TOPIC: NF Tumors: Hearing Can Be Restored
REPORT: MB #4150
BACKGROUND: Neurofibromatosis Type 2, or NF2, is a disorder characterized by the growth of noncancerous tumors in the nervous system. Neurofibromatosis is a rare occurrence, with an estimated incidence of one in 33,000 people worldwide. It is a genetic condition with 50 percent of cases inherited from a parent. In the other half of cases, it occurs as a result of a spontaneous mutation. The most common tumors associated with the disease are called vestibular schwannomas or acoustic neuromas. These growths develop along the nerve that carries information from the inner ear to the brain, or the auditory nerve. Tumors that occur on other nerves may be also found in this condition. The signs and symptoms usually appear in young adulthood or adolescence. Common symptoms include hearing loss, ringing in the ears, and problems with balance. In most cases, tumors occur in both ears by age 30. Complications of tumor growth can include changes in vision, numbness or weakness in the arms or legs, and fluid buildup in the brain. Some people also experience vision clouding beginning in childhood. A diagnosis of NF2 is made based on hearing and vision evaluations. In some cases, however, genetic testing may be required to make a diagnosis.
TREATMENT: There is currently no cure for Neurofibromatosis type 2, so treatments focus on managing symptoms and preventing complications. Surgery may be used to remove tumors that are pushing on the spinal cord or are causing seizures. Surgery is typically only used on problematic tumors, and is seen as a last resort. Medication can sometimes be useful for managing symptoms like ringing in the ears, headaches, and pain caused by the benign tumors. Those who have problems with balance often benefit from physical therapy by strengthening core muscles and learning techniques to prevent falls. Supportive devices such as hearing aids are often recommended for those who suffer hearing loss as a result of NF2. When hearing loss progresses, surgical removal of tumor, hearing aids, cochlear implants, and eventually learning lip reading and sign language are available options to manage the negative effects.
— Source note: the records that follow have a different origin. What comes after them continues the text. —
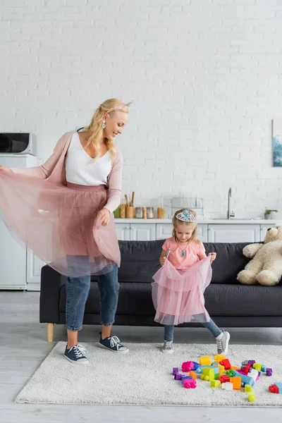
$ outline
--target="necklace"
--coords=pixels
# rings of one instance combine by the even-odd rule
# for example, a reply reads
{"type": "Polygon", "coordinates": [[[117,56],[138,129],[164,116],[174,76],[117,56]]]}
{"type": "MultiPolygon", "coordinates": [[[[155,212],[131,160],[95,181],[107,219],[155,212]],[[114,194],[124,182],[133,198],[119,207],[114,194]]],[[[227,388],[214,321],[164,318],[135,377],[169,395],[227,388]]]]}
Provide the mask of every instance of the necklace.
{"type": "Polygon", "coordinates": [[[180,253],[180,254],[181,254],[181,257],[185,257],[185,255],[186,255],[186,249],[187,249],[187,247],[188,247],[188,244],[189,244],[189,243],[188,243],[188,244],[187,244],[186,247],[185,247],[184,249],[183,249],[183,248],[181,247],[181,245],[179,245],[179,243],[178,243],[178,240],[176,240],[176,243],[178,244],[178,247],[179,247],[179,248],[181,250],[181,253],[180,253]]]}

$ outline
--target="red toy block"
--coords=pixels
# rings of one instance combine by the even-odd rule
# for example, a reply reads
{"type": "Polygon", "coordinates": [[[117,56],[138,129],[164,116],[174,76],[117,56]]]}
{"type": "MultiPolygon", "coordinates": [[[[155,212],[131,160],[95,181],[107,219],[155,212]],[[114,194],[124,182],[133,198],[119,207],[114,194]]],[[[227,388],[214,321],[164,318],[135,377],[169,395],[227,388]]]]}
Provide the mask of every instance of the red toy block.
{"type": "Polygon", "coordinates": [[[221,384],[225,384],[226,382],[230,382],[230,377],[227,374],[221,374],[217,379],[221,384]]]}
{"type": "Polygon", "coordinates": [[[228,358],[226,358],[225,360],[223,360],[222,361],[219,362],[219,364],[221,364],[221,366],[223,366],[226,370],[231,370],[231,364],[230,364],[230,362],[228,358]]]}

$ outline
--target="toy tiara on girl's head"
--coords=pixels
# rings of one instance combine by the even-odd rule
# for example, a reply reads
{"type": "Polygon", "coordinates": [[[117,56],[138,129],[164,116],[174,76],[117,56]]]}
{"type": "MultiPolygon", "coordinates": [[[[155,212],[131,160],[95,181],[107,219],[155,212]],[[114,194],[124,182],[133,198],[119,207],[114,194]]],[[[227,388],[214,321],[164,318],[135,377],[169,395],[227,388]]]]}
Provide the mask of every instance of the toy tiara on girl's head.
{"type": "Polygon", "coordinates": [[[188,209],[176,214],[176,217],[178,220],[180,220],[183,222],[195,222],[196,220],[194,214],[190,213],[188,209]]]}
NEW TREATMENT: In a small clinical study at Johns Hopkins Comprehensive Neurofibromatosis Center with an anticancer drug that stops blood vessel growth, people with neurofibromatosis type 2 experienced restoration of hearing. Bevacizumab, an FDA approved cancer drug, has had previously well-documented effects in other diseases. Doctors treated 14 patients with NF2 and hearing loss with the drug, in hopes that it would shrink their tumors. Nine patients reported significant hearing improvements, while all patients stopped experiencing further hearing loss. Five patients maintained the improvement for six months after treatment stopped, leading researchers to believe that the drug may be used intermittently to manage hearing problems for those diagnosed with NF2.